In the preferred embodiment, claims unable to be automatically processed are bailed out to a human claims processing agent in Step 320. If a claim can be manually processed by the human claims coding, billing and payment processor, it is processed. Through the World Wide Web connection, the human claims processor can request further information or clarification as needed. The results of human processing can then be sent to both the Service Provider and the payor/insurer entity in Step 322. The algorithm stops in Step 324.

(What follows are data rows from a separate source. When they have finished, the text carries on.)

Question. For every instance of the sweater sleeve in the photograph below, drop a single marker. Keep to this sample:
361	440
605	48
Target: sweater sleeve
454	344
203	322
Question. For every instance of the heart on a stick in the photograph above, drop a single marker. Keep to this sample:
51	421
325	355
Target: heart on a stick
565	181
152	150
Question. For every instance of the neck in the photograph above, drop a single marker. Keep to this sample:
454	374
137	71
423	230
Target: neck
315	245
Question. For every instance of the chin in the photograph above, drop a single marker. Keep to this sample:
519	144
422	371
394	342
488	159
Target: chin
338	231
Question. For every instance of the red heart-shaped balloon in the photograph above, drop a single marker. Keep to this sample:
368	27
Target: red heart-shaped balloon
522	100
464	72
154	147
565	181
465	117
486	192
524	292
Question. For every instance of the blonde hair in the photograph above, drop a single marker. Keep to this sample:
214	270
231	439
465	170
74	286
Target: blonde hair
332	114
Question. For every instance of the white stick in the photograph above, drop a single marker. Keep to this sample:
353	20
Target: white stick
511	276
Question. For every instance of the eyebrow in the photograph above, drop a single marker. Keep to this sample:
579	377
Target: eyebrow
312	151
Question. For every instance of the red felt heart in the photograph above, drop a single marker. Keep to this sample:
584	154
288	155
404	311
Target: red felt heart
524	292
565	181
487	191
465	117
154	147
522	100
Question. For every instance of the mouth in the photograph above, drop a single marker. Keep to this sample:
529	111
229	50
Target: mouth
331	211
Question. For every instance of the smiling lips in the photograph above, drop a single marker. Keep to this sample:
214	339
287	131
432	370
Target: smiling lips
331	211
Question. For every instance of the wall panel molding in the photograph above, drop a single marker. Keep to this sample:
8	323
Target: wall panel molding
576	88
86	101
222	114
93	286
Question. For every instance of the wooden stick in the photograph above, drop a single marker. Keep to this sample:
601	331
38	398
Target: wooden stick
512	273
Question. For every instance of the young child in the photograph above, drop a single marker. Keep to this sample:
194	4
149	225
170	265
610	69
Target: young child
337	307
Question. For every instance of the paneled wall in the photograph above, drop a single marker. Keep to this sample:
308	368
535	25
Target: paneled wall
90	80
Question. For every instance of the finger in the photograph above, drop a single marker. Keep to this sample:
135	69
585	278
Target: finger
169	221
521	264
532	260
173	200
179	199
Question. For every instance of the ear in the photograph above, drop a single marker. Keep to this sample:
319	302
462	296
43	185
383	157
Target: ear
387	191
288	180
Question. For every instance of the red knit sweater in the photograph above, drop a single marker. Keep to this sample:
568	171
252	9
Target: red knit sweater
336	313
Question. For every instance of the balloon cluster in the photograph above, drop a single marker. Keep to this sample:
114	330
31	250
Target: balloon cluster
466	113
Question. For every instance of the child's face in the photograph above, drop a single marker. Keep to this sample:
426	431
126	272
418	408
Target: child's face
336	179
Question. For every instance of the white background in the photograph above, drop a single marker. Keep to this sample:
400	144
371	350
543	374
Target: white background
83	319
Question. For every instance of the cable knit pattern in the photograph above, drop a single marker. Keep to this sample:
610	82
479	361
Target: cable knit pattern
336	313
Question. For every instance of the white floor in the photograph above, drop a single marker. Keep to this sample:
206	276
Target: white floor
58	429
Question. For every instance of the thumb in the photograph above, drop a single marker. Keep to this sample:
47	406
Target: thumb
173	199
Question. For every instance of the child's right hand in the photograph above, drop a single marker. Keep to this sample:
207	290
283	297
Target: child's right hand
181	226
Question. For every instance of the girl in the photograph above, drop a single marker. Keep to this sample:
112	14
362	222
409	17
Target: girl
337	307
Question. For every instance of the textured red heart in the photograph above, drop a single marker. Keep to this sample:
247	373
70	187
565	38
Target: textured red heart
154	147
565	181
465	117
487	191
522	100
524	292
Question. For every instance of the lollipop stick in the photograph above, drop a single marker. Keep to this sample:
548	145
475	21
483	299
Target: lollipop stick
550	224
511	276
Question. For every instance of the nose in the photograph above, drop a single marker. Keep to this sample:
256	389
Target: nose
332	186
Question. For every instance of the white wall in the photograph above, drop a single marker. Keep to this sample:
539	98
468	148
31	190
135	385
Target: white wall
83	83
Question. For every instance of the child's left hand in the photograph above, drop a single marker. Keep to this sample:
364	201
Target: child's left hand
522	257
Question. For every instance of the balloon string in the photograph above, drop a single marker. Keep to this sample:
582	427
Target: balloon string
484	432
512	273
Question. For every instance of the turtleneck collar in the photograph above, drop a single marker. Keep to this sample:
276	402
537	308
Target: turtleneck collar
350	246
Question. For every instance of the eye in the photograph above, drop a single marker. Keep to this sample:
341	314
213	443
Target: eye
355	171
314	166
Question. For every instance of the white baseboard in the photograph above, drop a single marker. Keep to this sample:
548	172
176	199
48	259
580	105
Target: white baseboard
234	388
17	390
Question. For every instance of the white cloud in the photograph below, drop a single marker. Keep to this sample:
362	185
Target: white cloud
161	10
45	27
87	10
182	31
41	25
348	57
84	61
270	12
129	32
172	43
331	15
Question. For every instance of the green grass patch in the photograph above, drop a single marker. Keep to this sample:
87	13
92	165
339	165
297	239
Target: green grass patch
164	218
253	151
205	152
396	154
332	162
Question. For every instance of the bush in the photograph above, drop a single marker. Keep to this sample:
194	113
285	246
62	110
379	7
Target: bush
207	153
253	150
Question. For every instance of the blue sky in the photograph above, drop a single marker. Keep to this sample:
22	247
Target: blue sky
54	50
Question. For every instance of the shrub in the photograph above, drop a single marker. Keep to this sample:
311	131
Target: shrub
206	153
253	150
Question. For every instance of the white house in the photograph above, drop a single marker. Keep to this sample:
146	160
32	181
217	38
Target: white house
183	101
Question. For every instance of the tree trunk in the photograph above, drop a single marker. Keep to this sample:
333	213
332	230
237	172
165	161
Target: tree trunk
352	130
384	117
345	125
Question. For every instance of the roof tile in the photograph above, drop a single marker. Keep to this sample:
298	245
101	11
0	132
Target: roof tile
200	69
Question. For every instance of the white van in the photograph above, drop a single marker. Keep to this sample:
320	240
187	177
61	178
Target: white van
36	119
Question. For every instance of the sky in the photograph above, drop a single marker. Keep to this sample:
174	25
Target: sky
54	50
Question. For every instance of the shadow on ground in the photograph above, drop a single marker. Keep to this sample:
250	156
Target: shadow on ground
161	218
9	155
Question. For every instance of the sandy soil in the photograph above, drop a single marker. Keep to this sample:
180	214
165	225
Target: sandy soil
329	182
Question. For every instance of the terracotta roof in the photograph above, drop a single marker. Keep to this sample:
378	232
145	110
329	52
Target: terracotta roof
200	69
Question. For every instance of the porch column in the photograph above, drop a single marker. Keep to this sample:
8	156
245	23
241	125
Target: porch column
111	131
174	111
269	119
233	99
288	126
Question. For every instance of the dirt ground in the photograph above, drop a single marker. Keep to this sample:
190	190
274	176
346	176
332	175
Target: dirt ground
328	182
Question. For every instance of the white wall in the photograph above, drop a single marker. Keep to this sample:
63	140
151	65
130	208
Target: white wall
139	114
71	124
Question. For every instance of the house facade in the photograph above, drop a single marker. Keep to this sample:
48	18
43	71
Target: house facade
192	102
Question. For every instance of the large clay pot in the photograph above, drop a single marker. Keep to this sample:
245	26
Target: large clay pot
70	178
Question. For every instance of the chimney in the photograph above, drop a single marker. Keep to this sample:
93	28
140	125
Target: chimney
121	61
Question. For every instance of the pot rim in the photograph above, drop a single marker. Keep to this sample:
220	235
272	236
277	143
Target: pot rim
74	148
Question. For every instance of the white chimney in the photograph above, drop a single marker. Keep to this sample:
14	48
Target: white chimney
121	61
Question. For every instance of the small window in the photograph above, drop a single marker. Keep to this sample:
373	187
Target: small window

Variations and modifications of the present invention are possible, given the above description. However, all variations and modifications which are obvious to those skilled in the art to which the present invention pertains are considered to be within the scope of the protection granted by this Letters Patent.
For example, the type of claims capable of being processed by the present-inventive system and method are not limited to traditional medical, dental and optometrical/ophthalmological claims, but include, inter alia, liability, casualty, loss, theft, death benefits, disability, and worker's compensation or other subrogation type claims. The payor need not be limited to corporations and other business entities, but may also include government and quasi-government entities.